If AI’s hunger for memory and storage means PS6 gets pushed back, I’m genuinely okay with that. Not because I like the idea of corporations squatting on our hardware future, but because the current rush towards “next-gen at any cost” feels completely out of step with reality.
We haven’t come close to exhausting what PS5, Series X, current GPUs, and handhelds like the Steam Deck can do. We’re drowning in games already, many of them brilliant, many of them underplayed. The cost-of-living situation is brutal, and hardware prices inflated by AI greed are only going to make that worse. Slamming a PS6-shaped luxury brick into that mess just so we can gawk at marginally nicer lighting is the kind of thing you do when you’ve forgotten gaming is supposed to be for people, not for investor decks.

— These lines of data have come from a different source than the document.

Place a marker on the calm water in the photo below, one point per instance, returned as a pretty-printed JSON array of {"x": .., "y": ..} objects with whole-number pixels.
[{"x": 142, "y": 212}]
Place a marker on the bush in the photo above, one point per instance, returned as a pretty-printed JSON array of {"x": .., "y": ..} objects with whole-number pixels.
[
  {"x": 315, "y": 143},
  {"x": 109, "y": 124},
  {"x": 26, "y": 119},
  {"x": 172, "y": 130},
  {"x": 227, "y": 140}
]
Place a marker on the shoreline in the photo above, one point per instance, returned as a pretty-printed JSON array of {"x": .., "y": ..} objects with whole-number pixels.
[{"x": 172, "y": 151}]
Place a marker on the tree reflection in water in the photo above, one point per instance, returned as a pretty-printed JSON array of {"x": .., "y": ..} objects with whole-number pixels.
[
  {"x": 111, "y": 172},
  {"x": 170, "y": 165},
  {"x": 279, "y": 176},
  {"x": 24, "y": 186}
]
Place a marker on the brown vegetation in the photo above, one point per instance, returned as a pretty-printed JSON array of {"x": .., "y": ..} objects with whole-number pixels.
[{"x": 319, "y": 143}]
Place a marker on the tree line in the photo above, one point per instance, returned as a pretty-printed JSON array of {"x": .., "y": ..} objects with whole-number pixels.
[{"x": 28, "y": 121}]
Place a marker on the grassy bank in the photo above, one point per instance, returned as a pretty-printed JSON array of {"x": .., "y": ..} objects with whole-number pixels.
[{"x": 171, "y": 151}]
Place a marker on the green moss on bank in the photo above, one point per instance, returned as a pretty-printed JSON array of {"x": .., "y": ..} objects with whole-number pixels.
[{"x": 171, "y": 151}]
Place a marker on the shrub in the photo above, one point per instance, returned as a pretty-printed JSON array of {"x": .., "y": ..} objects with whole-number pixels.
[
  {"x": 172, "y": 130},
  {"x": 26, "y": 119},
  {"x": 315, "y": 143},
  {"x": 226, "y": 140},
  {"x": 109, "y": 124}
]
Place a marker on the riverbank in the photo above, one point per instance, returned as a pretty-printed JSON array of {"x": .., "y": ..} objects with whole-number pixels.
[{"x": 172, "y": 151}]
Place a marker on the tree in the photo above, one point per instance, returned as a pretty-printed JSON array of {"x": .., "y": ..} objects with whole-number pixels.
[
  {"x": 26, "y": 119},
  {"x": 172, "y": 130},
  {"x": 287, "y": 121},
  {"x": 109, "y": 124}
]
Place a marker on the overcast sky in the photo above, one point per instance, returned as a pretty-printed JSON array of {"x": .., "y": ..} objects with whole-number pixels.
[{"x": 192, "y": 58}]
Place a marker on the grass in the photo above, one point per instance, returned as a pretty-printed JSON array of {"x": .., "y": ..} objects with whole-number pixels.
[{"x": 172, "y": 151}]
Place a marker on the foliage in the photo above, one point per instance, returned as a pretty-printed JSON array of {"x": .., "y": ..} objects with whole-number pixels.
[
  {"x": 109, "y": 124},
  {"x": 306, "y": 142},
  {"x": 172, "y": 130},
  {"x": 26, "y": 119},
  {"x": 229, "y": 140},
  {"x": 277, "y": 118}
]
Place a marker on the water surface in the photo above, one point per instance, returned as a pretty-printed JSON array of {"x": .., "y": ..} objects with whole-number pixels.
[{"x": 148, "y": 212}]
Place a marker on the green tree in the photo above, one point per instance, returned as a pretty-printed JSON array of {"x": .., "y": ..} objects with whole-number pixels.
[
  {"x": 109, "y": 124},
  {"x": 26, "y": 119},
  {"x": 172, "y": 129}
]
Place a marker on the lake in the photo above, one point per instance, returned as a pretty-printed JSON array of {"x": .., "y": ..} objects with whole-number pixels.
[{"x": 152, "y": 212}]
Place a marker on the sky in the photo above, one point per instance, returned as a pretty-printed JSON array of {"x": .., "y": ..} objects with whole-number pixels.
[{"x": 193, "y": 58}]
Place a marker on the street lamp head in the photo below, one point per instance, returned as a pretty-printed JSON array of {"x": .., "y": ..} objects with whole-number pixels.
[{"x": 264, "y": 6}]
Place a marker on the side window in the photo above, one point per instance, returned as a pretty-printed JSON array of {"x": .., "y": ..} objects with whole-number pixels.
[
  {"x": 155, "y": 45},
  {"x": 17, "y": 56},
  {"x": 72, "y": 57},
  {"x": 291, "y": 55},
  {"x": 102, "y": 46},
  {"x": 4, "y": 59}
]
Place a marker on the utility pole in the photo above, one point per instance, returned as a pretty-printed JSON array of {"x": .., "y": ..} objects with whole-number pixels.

So no, I don’t see a delayed PS6 as a disaster. I see it as an opportunity. An opportunity to demand that Sony, Microsoft, Valve, NVIDIA, and the rest stop treating “new hardware” as the only way to create excitement. An opportunity for devs to get weird again within fixed constraints, instead of praying for more teraflops. An opportunity for us to rediscover a few decades of games that didn’t need AI, or 12GB of GDDR7 per frame, to be unforgettable.
If AI wants to guzzle all the cutting-edge RAM for a while, fine. I’ll be over here with my “stagnant” PS5, my overworked PC, a pile of 360 and PS2 discs, and a Steam library I’ll never, ever finish. Delay PS6 if you have to. Just don’t expect me to mourn the absence of another £800 status symbol while there’s still this much left to play.